Purpose

The purpose of the project proposal is to demonstrate your ability to find relevant and interesting data and to propose many thoughtful and creative questions about that data. This is the first stage in your final project, and the data you select will be heavily explored for the remainder of the project. Work as a team to find data that intrigues the entire team and develop questions that are valuable for exploration.

Requirements

All members of the group should be involved in the selection of the data. The data should have at least 5 variables that are not identifiers and will be studied in depth. Out of all the variables, at least 2 should be categorical. If your data only contains numeric variables, your group should decide on how to treat at least two of the variables as categorical. You are able to use multiple datasets in your project, but these will need to be merged at some point. To ensure future parts of the final project go smoothly, I recommend finding a dataset that contains more than 10 variables. To ensure your group is free of plagiarism, I recommend selecting datasets that are not attached to many online analyses.

Each member of the group is required to design at least two initial questions. These questions can be very general but should not be trivial. I recommend discussing the data as a group, design questions together, and then delegate the questions for future use. In later project parts, your group will be required to investigate these questions and then devise new follow-up questions for future analysis. Think generally about these initial questions so there is room for growth. Choose questions that have not been analyzed online for the data you have selected.

A template for the project proposal is provided on the course website. In this template, I need to see three key things.
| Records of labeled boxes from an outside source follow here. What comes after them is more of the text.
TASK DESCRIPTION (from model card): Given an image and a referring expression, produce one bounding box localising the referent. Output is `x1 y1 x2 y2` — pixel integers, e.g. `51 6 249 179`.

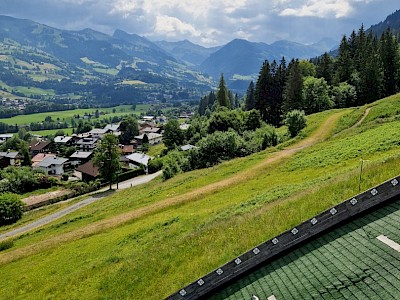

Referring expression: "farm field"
0 95 400 299
0 104 150 125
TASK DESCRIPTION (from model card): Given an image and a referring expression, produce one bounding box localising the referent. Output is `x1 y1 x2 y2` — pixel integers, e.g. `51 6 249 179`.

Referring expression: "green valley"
0 94 400 299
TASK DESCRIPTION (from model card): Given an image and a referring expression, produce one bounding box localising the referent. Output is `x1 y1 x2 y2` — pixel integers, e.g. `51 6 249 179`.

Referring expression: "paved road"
0 171 161 240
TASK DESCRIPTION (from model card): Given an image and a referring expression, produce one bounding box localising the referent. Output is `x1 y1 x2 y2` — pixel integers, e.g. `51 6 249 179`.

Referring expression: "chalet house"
119 145 135 155
54 135 74 146
88 128 112 139
126 153 153 172
76 137 99 151
104 123 120 133
33 156 68 175
142 116 156 122
140 126 162 134
31 153 56 167
0 133 14 144
179 123 190 130
29 141 51 156
69 151 93 166
135 133 162 145
181 144 197 151
0 151 20 169
75 160 100 182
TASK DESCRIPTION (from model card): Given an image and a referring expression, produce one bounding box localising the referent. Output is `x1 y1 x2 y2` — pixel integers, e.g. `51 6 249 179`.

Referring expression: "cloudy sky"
0 0 400 47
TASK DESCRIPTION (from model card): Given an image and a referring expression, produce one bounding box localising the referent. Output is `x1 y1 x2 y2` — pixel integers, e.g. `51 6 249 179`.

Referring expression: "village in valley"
0 112 193 199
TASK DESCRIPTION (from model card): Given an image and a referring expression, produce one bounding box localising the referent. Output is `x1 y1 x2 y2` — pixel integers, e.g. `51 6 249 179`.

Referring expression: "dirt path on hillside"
350 107 372 128
0 171 161 241
0 112 344 265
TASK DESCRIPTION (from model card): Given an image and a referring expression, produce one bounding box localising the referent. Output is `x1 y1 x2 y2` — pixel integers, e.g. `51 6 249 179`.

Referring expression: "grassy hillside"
0 95 400 299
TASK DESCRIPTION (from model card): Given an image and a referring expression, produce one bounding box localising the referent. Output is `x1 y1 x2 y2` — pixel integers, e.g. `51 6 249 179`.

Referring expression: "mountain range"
0 11 400 97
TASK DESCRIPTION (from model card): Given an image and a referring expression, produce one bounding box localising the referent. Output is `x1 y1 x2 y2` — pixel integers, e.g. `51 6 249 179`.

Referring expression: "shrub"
118 168 145 181
0 193 24 225
147 158 163 174
0 240 14 251
285 109 307 137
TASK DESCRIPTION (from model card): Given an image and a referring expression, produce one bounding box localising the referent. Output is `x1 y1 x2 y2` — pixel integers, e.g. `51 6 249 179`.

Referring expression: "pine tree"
244 81 255 110
379 29 399 96
217 74 231 108
335 36 353 84
317 52 333 85
282 59 303 114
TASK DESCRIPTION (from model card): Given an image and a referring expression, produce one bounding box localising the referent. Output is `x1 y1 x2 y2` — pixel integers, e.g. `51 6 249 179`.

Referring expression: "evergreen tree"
255 58 286 126
119 117 139 145
282 59 303 113
335 36 353 84
199 96 209 116
316 52 333 85
217 74 231 108
163 119 185 150
254 60 271 120
379 29 399 96
93 134 121 190
244 81 256 110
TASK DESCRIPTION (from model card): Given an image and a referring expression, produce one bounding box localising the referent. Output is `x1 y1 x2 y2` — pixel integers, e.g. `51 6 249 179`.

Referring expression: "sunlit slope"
0 95 400 299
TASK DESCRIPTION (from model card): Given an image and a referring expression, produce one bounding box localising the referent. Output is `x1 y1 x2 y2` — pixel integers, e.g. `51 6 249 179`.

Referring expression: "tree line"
241 26 400 126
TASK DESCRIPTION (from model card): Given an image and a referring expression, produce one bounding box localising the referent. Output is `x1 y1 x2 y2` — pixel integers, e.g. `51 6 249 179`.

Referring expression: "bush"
0 240 14 251
0 193 24 225
147 158 163 174
118 168 145 181
285 109 307 137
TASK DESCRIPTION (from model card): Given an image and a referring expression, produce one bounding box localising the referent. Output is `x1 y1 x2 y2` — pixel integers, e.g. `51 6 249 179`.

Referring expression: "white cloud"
0 0 399 46
153 16 200 37
277 0 373 18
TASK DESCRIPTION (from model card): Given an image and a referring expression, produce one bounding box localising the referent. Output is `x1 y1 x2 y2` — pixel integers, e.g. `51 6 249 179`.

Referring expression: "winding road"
0 171 161 241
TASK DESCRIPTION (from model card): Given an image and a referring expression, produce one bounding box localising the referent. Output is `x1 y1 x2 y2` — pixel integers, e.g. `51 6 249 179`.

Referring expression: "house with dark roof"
181 144 197 151
75 160 100 182
104 123 121 132
126 153 153 170
29 141 51 156
31 153 56 167
0 151 21 169
69 150 93 166
76 137 100 151
135 133 162 145
0 133 14 144
167 176 400 300
88 128 112 139
32 156 68 175
54 135 74 146
140 126 162 134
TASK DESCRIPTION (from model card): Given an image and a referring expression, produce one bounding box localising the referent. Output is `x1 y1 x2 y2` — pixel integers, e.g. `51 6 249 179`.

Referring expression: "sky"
0 0 400 47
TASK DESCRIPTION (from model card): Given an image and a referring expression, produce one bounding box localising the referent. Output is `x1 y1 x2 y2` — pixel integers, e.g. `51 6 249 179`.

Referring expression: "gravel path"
0 171 161 240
  • Roles for each of the group members
  • Hyperlink to the online source of the data
  • Ten questions typed out in the form of a question

The Deliverer is responsible for compiling all the information into the RMarkdown template provided on the course website. This document should be carefully proofread and submitted as a PDF file via Gradescope by the due date. Please submit the file as a group submission and add all your group members. A minimum 2 point penalty will be given, if this document is submitted late. This penalty applies to your entire group.

The Creator should schedule a 5 minute meeting with the instructor. To reserve a specific 5 minute time slot, email your instructor. Groups that do not request a particular slot will be assigned their spot at random. Time slots will be posted on Sakai.

In this meeting, the Creator should come prepared with the dataset downloaded and ready to display on a laptop. The Creator will tell the Instructor where their group found the data and a summary about the variables contained in the data. The Creator should mention how many variables are of interest for future analyses, which of the variables are numerical,and which of the variables are categorical or will be treated as categorical. We will go through your initial questions to detect any problems that may arise.

Rubric

Requirement Points
Source of Data Given 1 Point
Data has 5 Variables with 2 Categorical 2 Points
Effective Communication of Data Content 3 Points
At Least 2 Questions Per Group Member 3 Points
Roles of Other Members Assigned 1 Point
Total 10 Points